Spark and spark sreaming related test demo

Posted by Niko on Tue, 01 Oct 2019 06:50:31 +0200

Some related tests were carried out for spark: wordcount test for spark, feasible test for spark streaming, and test for Kafka message production.

6.1 spark word count test

The spark test case is used to test whether spark can be operated or not.

import org.apache.spark.{SparkConf, SparkContext}
object ScalaPi {
 def main(args: Array[String]): Unit = {
//Create SparkConf() and set the name of App
val conf = new SparkConf()
  .setAppName("ScalaPi.scala")
  .setMaster(master = "yarn-client");

//Create SparkContext, which is the entry to spark app.
val sc = new SparkContext(conf);
 val res=sc.textFile(args(0))
  .flatMap(_.split(" "))
  .map((_ ,1))
  .reduceByKey(_ + _,4)
  .sortBy(_._2,false);
res.collect().foreach(println(_));
res.saveAsTextFile(args(1))//args(1) set the local path in the hue task submission platform
//Stop sc and end the task
sc.stop(); }}

6.2 Kafka Data Generation Test

Kafka message generator is used to test Kafka message generator and message consumption.

import java.io.PrintWriter
import java.text.DecimalFormat
import java.util.Properties

import org.apache.kafka.clients.producer.{KafkaProducer, ProducerRecord}

import scala.util.Random
import org.apache.spark.{SparkConf, SparkContext}
import org.apache.spark.streaming.{Milliseconds, StreamingContext}

object make_data {

def main(args: Array[String]): Unit = {

val props = new Properties()
props.put("bootstrap.servers","47.103.10.241:9093")
props.put("acks","all")
props.put("retries","0")
props.put("batch.size","2048")
props.put("linger.ms","1")
props.put("buffer.memory","4096")
props.put("key.serializer","org.apache.kafka.common.serialization.StringSerializer")
props.put("value.serializer","org.apache.kafka.common.serialization.StringSerializer")
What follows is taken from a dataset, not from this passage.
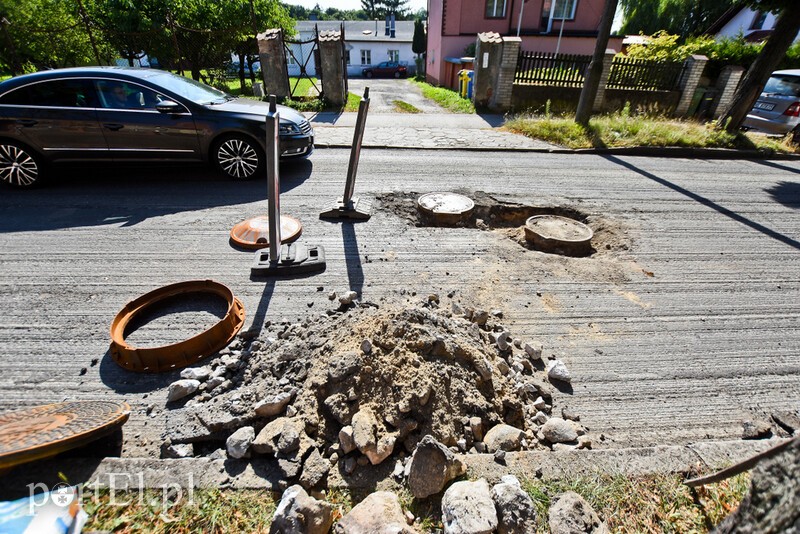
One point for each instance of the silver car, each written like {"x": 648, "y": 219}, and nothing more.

val producer = new KafkaProducer[String, String](props)
println("see this is ok")
//val write_logs=new PrintWriter(args(0))
val users = Array("jack","leo","andy","lucy","jim","smith","iverson","andrew")
val pages = Array("iphone4.html","huawei.html","mi.html","mac.html","note.html","book.html","fanlegefan.com")
val df = new DecimalFormat("#.00")
val random = new Random()
val num = 10
println("see this is ok,too")
for(i<- 0 to num ){
  val message = users(random.nextInt(users.length))+","+pages(random.nextInt(pages.length))+
    ","+df.format(random.nextDouble()*1000)+","+System.currentTimeMillis()
    producer.send(new ProducerRecord[String, String]("test", Integer.toString(i),message))
  println(message)
  //write_logs.println(message+"\n")

}
println("woo!see this is ok,too")
producer.close()

}
}

In the test of Kafka's message generator, there is no problem with the whole code and data generation. The problem is that when uploading data to the port, it is impossible to establish the relevant nodes.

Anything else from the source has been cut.